Ha detto di essersi occupato «dei nostri bellissimi veterani», di aver tagliato le tasse, di aver abolito regolamenti che impedivano catastrofi ambientali e altro, di aver nominato centinaia di giudici reazionari, di aver fatto innamorare la Borsa, di aver trovato in tempo record un vaccino (sempre Trump). Vaccino ormai quasi inutile, del virus Trump parla al passato.
Trump si è celebrato con una metafora sportiva (lui odia lo sport ma i discorsi non li scrive lui): «abbiamo dato tutto sul campo», inclusi cinque trumpiani morti a Capitol Hill, ma vabbè. Ha concluso come un corteggiatore che l’ha presa male, augurando «buona vita».

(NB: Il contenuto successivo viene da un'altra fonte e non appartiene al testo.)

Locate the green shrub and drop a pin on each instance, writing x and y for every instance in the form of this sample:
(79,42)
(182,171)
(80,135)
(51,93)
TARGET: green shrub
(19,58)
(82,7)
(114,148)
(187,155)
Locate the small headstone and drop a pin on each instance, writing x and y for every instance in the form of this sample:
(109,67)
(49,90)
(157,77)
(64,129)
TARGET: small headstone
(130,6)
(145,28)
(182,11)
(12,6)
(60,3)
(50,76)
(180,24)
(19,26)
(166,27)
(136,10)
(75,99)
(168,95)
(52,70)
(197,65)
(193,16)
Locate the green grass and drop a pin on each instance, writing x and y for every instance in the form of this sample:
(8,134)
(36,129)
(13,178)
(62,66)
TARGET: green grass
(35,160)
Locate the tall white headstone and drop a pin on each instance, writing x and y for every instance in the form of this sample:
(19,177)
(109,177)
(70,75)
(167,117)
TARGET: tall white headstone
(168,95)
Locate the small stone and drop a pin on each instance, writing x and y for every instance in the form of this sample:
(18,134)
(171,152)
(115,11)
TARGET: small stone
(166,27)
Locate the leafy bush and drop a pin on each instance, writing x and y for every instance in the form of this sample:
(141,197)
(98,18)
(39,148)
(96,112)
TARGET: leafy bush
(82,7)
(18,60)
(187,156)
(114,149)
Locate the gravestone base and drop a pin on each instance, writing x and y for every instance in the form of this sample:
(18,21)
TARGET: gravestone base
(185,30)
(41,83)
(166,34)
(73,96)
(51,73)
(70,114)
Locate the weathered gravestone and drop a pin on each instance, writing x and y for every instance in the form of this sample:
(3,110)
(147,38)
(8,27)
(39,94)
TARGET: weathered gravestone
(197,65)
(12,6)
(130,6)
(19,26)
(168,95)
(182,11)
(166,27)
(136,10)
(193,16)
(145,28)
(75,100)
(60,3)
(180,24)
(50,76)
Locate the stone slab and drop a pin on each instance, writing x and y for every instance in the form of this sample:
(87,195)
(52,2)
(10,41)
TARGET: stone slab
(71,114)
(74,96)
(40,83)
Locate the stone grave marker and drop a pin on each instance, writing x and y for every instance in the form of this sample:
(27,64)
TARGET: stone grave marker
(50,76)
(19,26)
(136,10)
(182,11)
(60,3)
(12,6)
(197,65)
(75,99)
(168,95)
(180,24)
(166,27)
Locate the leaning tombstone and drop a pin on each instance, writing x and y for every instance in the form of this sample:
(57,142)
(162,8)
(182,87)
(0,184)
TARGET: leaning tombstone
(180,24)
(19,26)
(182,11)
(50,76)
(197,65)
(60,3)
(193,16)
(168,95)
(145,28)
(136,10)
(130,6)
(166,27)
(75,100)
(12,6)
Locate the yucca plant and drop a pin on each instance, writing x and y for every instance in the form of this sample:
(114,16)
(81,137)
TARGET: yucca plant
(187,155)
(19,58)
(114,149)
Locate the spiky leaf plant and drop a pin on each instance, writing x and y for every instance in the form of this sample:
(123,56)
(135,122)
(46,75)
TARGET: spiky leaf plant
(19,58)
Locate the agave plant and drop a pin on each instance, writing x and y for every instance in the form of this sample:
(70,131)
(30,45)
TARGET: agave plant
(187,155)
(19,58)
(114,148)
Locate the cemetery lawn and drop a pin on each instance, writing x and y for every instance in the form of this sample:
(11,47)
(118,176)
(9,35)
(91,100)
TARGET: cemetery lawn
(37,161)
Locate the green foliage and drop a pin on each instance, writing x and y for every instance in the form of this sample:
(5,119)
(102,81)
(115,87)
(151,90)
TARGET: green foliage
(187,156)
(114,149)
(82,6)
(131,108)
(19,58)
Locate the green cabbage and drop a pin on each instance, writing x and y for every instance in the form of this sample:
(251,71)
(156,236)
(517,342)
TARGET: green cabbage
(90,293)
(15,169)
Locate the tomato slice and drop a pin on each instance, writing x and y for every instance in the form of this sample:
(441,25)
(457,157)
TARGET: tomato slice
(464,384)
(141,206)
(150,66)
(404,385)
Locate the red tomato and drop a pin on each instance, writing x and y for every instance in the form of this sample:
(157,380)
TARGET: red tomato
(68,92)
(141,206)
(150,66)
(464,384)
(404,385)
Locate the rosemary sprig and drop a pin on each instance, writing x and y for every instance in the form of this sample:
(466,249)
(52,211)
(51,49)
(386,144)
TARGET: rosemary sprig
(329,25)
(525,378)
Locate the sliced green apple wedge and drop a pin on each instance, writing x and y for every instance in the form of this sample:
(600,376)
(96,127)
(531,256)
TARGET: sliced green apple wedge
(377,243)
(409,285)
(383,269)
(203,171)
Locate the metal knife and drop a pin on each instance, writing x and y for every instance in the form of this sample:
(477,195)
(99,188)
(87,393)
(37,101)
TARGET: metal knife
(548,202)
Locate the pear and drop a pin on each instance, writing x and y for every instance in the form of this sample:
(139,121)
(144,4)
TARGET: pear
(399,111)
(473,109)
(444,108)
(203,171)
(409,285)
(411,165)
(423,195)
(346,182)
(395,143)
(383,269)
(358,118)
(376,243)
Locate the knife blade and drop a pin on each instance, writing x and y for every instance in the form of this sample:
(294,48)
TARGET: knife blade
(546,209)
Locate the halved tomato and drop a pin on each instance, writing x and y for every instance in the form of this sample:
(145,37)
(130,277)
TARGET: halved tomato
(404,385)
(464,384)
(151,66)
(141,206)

Trump e i figli in lacrime
Prima di salire sull’aereo, ha salutato con freddezza i figli. Don jr. e fidanzata, Eric e moglie, e Ivanka piangevano (Jared Kushner ha sempre la stessa espressione, un ghigno pieno di soldi, paracit.) Tiffany meno, e al solito lei e il fidanzato sono stati ignorati. Barron, minorenne, non c’era. Melania sembrava in un altro film, sorridente, allegra, col passo leggero, (era davvero lei, chissà come stanno le presunte false Melanie che avrebbero accompagnato Trump, anche loro alla fine disoccupate causa Covid).
Trump e i repubblicani confusi
Poco dopo, in tribuna per l’insediamento di Joe Biden e Kamala Harris, c’erano i due senatori che volevano ribaltare il risultato e il Campidoglio, Josh Hawley e Ted Cruz, e sono arrivati in anticipo. C’erano due governatori ex trumpiani, la bellissima covidiota Kristi Noem del South Dakota e Doug Ducey dell’Arizona. C’era Mike Pence, che non è neanche andato a salutare Trump, e i leader repubblicani di Camera e Senato, che erano appena stati a messa con Biden. E c’erano tutti quelli che in questi anni in Congresso hanno fatto i trumpiani per interesse e per paura, e ora non sanno cosa sarà del loro partito.
Si sono liberati (forse) di Trump, ma il Grand Old Party è ostaggio della base trumpiana. Non possono tornare al partito vecchia maniera, e magari faranno come Fox News. Che, per tenere il suo pubblico attratto da nuove reti tv estreme, sta diventando MAGA Tv.
Hanno appena cacciato, insieme ad altri, Chris Stirewalt, il giornalista che per primo aveva assegnato l’Arizona a Biden. Hanno messo in prima serata la giornalista economica Maria Bartiromo, un tempo nota come Money Honey e ora megafono di fake news in quota Trump. Le hanno chiamate «purghe della reality-based people», di quelli che insistono sui fatti, e non pare una buona cosa.
Trump e la fine degli anni Dieci
Ora, forse, Trump smetterà di colonizzare l’attenzione e l’immaginario, come è successo in questi anni; come succedeva in Italia con Silvio Berlusconi all’inizio degli anni Dieci. Ma con l’andata via di Trump gli anni Dieci sono finiti, e lo si legge su un sito che più anni Dieci non si può, Buzzfeed.
Scrive Katherine Miller: «È difficile ricordare esattamente quando i telefoni e gli altri device siano diventati motore centrale della vita culturale e politica…e forza ambivalente, che può portare conseguenze inaspettate e risultati ottimi o dolorosi o terrificanti. Ma è successo tutto negli anni Dieci».
E la fine della presidenza Trump potrebbe essere la vera fine del decennio «in cui eventi incredibili su uno schermo potevano trasformarsi in eventi credibili nella vita reale» (la fine è stata quando Trump è atterrato a Palm Beach, è sceso dall’aereo con Melania in copricostume, l’aeroporto era semivuoto, ma lungo la strada, a salutarlo, in bermuda bandiere e cappelli MAGA, c’erano gruppetti di Florida Men).